沖縄に国立自然史博物館を 誘致へ本腰、県民会議設立へ

 国内の科学者らが沖縄への設立を求める国立自然史博物館の誘致に向け、県は玉城デニー知事を筆頭に取り組みを強化している。プロジェクトチームを設置し、部局横断的に推進。2023年度に民間を含めた県民会議を設立し、県民機運の醸成を図る考えだ。

 生物多様性の宝庫であるアジアには自然史に特化した拠点がなく、沖縄が学術的、地理的に適地とされている。研究・教育機関と連携した人材育成と集客や雇用といった観光・経済への波及効果なども狙う。

 玉城知事と副知事、全部局長で組織する連絡協議会を14日に初開催して県民会議の設立など方針を確認した。標本収集を踏まえた研究・教育という自然史博物館の意義を共有した。

 玉城知事は「加速度的に取り組みを進めていく必要がある。関係部局が連携し、実現に向けて取り組んでほしい」と述べた。出席者からは、民間主導での県民会議が設立・誘致に不可欠との指摘が上がった。

 国立自然史博物館については、日本学術会議が10年に国内への設立を提言。11年の東日本大震災で被災地などで標本が喪失したことを踏まえ、17年に沖縄への設立を提言し、20年には優先順位が高く可及的速やかに進めるべき計画と位置付けた。有識者らは16年、国立沖縄自然史博物館設立準備委員会を組織している。

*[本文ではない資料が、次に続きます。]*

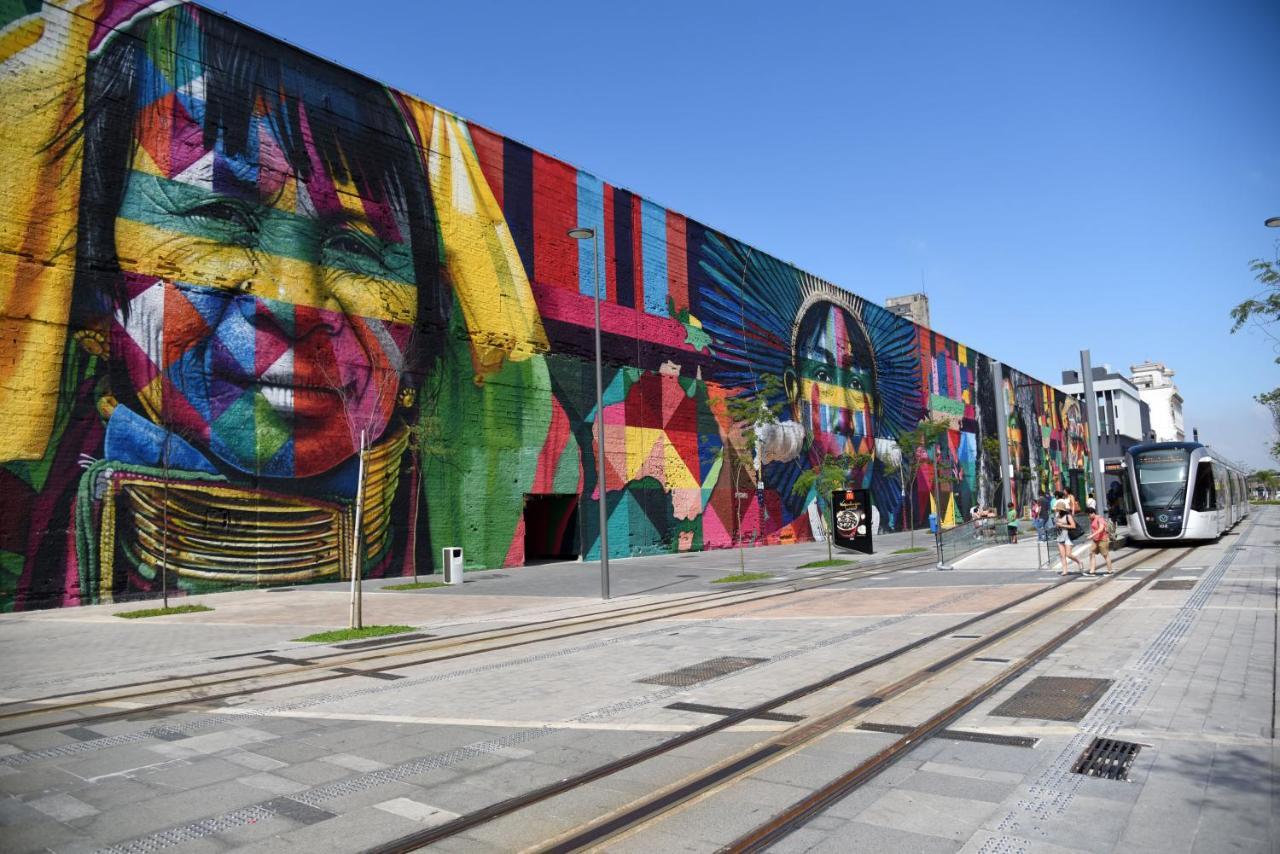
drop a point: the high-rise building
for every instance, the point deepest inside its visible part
(913, 306)
(1155, 384)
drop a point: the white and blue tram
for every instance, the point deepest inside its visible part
(1178, 491)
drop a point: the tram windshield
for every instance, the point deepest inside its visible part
(1161, 478)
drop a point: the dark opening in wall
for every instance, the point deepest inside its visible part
(551, 528)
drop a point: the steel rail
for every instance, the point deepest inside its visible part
(611, 620)
(813, 804)
(508, 805)
(792, 739)
(329, 660)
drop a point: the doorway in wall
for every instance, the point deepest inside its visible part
(551, 528)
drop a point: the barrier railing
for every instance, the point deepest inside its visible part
(969, 537)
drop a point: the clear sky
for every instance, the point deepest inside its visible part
(1061, 176)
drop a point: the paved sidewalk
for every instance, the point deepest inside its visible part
(1189, 675)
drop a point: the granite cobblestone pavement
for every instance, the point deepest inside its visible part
(347, 763)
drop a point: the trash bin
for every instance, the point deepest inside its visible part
(451, 558)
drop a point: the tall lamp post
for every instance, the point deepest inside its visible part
(584, 234)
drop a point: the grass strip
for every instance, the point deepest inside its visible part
(160, 612)
(814, 565)
(743, 576)
(352, 634)
(415, 585)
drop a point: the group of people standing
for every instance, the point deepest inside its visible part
(1054, 517)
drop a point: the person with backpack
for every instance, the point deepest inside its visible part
(1065, 524)
(1101, 530)
(1046, 520)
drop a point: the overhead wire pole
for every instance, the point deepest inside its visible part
(581, 234)
(1091, 406)
(1006, 478)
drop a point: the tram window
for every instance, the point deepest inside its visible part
(1205, 496)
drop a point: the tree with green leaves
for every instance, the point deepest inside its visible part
(826, 476)
(920, 446)
(750, 411)
(1262, 311)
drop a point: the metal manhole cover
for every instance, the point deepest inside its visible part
(702, 671)
(1107, 758)
(1055, 698)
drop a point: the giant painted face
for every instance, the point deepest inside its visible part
(269, 286)
(832, 392)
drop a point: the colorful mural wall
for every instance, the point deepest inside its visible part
(227, 268)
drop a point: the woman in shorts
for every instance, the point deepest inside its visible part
(1065, 524)
(1100, 542)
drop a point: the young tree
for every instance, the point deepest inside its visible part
(361, 419)
(826, 476)
(750, 411)
(920, 446)
(1262, 311)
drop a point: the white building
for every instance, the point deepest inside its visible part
(1123, 416)
(1156, 386)
(913, 306)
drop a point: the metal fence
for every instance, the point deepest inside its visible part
(969, 537)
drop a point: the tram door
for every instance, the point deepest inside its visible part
(1119, 492)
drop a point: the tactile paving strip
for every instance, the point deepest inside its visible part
(1055, 789)
(408, 770)
(1055, 698)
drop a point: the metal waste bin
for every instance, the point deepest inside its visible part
(451, 558)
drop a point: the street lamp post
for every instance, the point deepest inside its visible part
(583, 234)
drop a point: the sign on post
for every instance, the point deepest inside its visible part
(853, 512)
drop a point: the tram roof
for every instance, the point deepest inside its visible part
(1165, 446)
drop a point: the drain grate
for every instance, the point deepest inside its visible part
(1055, 698)
(1107, 758)
(702, 671)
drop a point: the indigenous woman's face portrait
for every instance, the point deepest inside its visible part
(265, 241)
(832, 392)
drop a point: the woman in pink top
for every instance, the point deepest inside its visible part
(1101, 542)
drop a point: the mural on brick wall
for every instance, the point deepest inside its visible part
(1047, 438)
(229, 266)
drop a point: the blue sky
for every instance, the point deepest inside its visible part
(1059, 176)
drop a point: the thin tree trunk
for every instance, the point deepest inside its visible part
(357, 542)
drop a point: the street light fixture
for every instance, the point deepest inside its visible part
(581, 233)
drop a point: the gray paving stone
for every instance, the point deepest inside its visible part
(63, 807)
(950, 785)
(955, 818)
(859, 837)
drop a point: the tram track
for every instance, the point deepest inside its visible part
(723, 775)
(714, 777)
(429, 651)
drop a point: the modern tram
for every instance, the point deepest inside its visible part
(1179, 491)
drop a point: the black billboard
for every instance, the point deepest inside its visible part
(853, 512)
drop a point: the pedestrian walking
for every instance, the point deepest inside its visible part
(1045, 505)
(1011, 523)
(1073, 503)
(1100, 540)
(1065, 524)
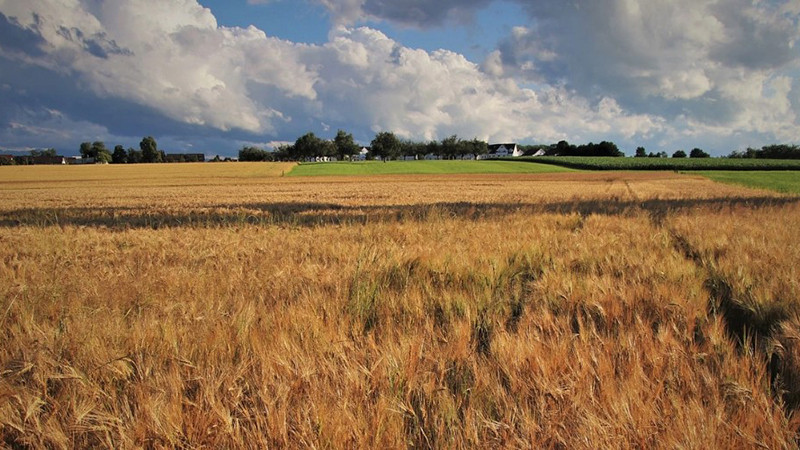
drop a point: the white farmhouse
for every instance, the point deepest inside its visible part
(502, 151)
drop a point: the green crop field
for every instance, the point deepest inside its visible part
(610, 163)
(781, 181)
(421, 168)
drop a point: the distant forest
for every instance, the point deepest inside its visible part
(385, 145)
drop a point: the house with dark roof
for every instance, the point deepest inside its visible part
(502, 151)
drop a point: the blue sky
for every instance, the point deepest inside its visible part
(216, 75)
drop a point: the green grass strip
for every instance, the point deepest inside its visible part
(781, 181)
(421, 168)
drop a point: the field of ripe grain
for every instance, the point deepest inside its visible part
(173, 308)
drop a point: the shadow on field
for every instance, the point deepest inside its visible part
(317, 214)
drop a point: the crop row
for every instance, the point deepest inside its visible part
(610, 163)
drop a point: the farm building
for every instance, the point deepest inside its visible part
(185, 157)
(503, 150)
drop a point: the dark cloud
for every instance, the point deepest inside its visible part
(18, 39)
(98, 44)
(715, 63)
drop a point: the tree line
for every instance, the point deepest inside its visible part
(385, 145)
(775, 151)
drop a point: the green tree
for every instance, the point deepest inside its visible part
(50, 152)
(100, 153)
(96, 150)
(345, 145)
(150, 153)
(134, 156)
(385, 145)
(253, 154)
(307, 146)
(120, 156)
(450, 146)
(679, 154)
(86, 150)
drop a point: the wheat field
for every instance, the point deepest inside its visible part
(226, 306)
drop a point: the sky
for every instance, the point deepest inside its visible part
(212, 76)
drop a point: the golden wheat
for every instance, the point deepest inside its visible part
(445, 311)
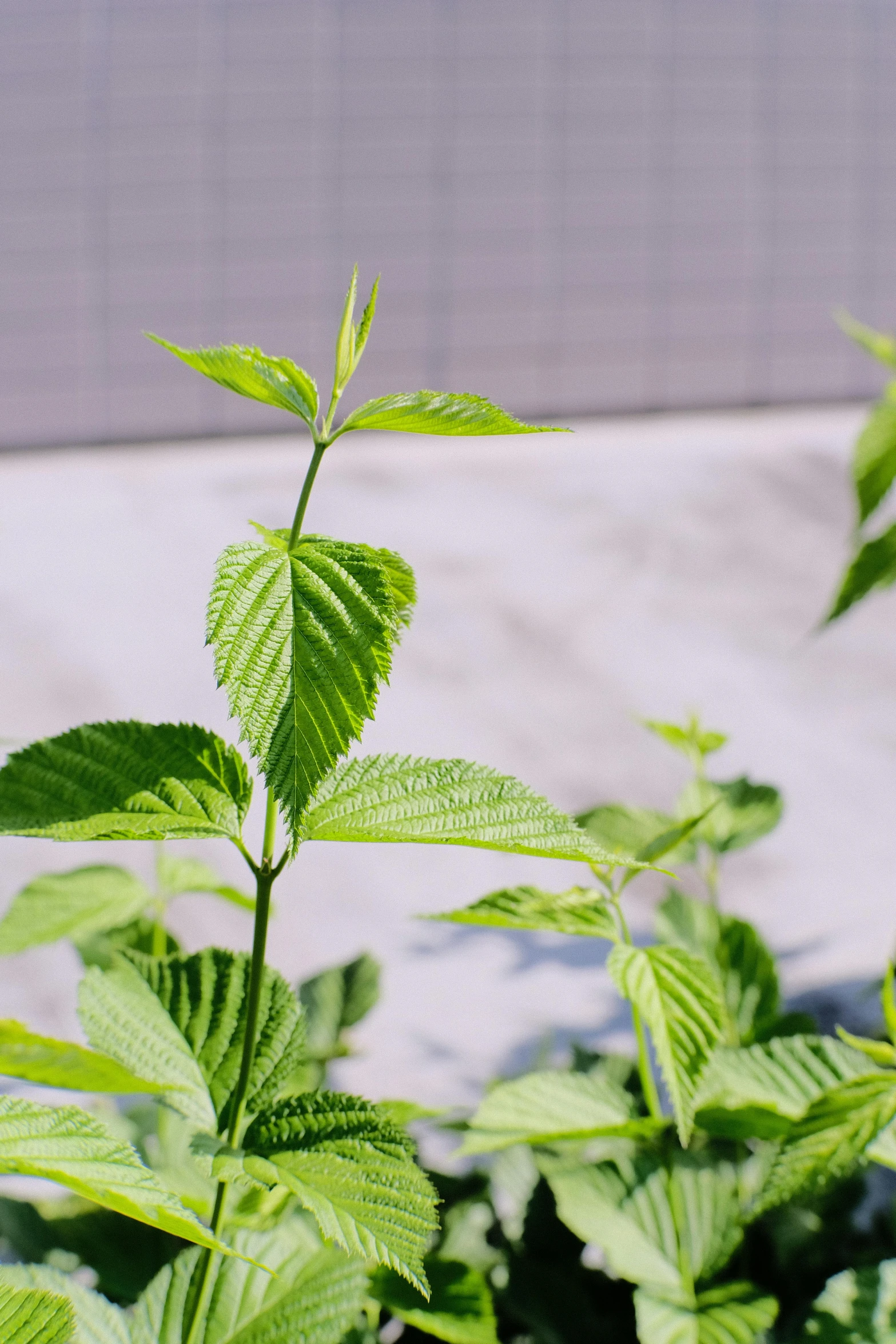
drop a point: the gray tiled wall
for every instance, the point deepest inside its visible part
(577, 205)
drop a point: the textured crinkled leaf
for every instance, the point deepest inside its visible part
(302, 643)
(179, 874)
(122, 1016)
(413, 799)
(738, 811)
(872, 566)
(34, 1318)
(736, 1314)
(548, 1107)
(760, 1091)
(313, 1296)
(95, 1320)
(59, 1064)
(856, 1307)
(581, 910)
(690, 1215)
(439, 413)
(246, 370)
(71, 905)
(679, 997)
(125, 781)
(460, 1308)
(67, 1146)
(206, 999)
(354, 1170)
(832, 1139)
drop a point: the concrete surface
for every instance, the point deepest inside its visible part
(567, 585)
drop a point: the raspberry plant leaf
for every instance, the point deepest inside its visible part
(302, 642)
(205, 1000)
(248, 371)
(351, 1167)
(581, 910)
(439, 413)
(34, 1318)
(460, 1308)
(125, 781)
(679, 997)
(424, 801)
(313, 1295)
(548, 1107)
(94, 1319)
(59, 1064)
(67, 1146)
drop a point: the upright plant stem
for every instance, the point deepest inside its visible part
(306, 490)
(264, 884)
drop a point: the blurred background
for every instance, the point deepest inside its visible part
(632, 217)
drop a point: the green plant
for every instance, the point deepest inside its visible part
(716, 1211)
(290, 1195)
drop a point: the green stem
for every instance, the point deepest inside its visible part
(645, 1072)
(320, 448)
(264, 884)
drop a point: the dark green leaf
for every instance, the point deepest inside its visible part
(581, 910)
(125, 781)
(413, 799)
(71, 905)
(872, 566)
(437, 413)
(302, 644)
(460, 1308)
(246, 370)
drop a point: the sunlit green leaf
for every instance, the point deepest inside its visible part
(246, 370)
(413, 799)
(437, 413)
(302, 643)
(125, 781)
(71, 905)
(581, 910)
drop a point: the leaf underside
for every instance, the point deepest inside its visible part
(302, 643)
(424, 801)
(125, 781)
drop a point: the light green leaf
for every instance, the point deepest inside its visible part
(125, 781)
(581, 910)
(413, 799)
(736, 1314)
(692, 739)
(760, 1091)
(460, 1308)
(302, 642)
(354, 1170)
(738, 812)
(29, 1318)
(122, 1016)
(313, 1296)
(679, 997)
(832, 1139)
(95, 1320)
(856, 1307)
(205, 997)
(59, 1064)
(544, 1108)
(178, 876)
(439, 413)
(71, 905)
(73, 1148)
(246, 370)
(876, 343)
(872, 566)
(668, 1231)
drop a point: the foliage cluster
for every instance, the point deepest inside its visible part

 県は19年の沖縄21世紀ビジョン基本計画、22年の新・沖縄21世紀ビジョン基本計画で誘致に努めることをうたっている。22年度からは経済、観光、学術関係団体などの実務者と国、市町村で構成する事業推進会議も設置して設立・誘致のための効果的な手法を探っているほか、シンポジウムを開くなど機運醸成に努めている。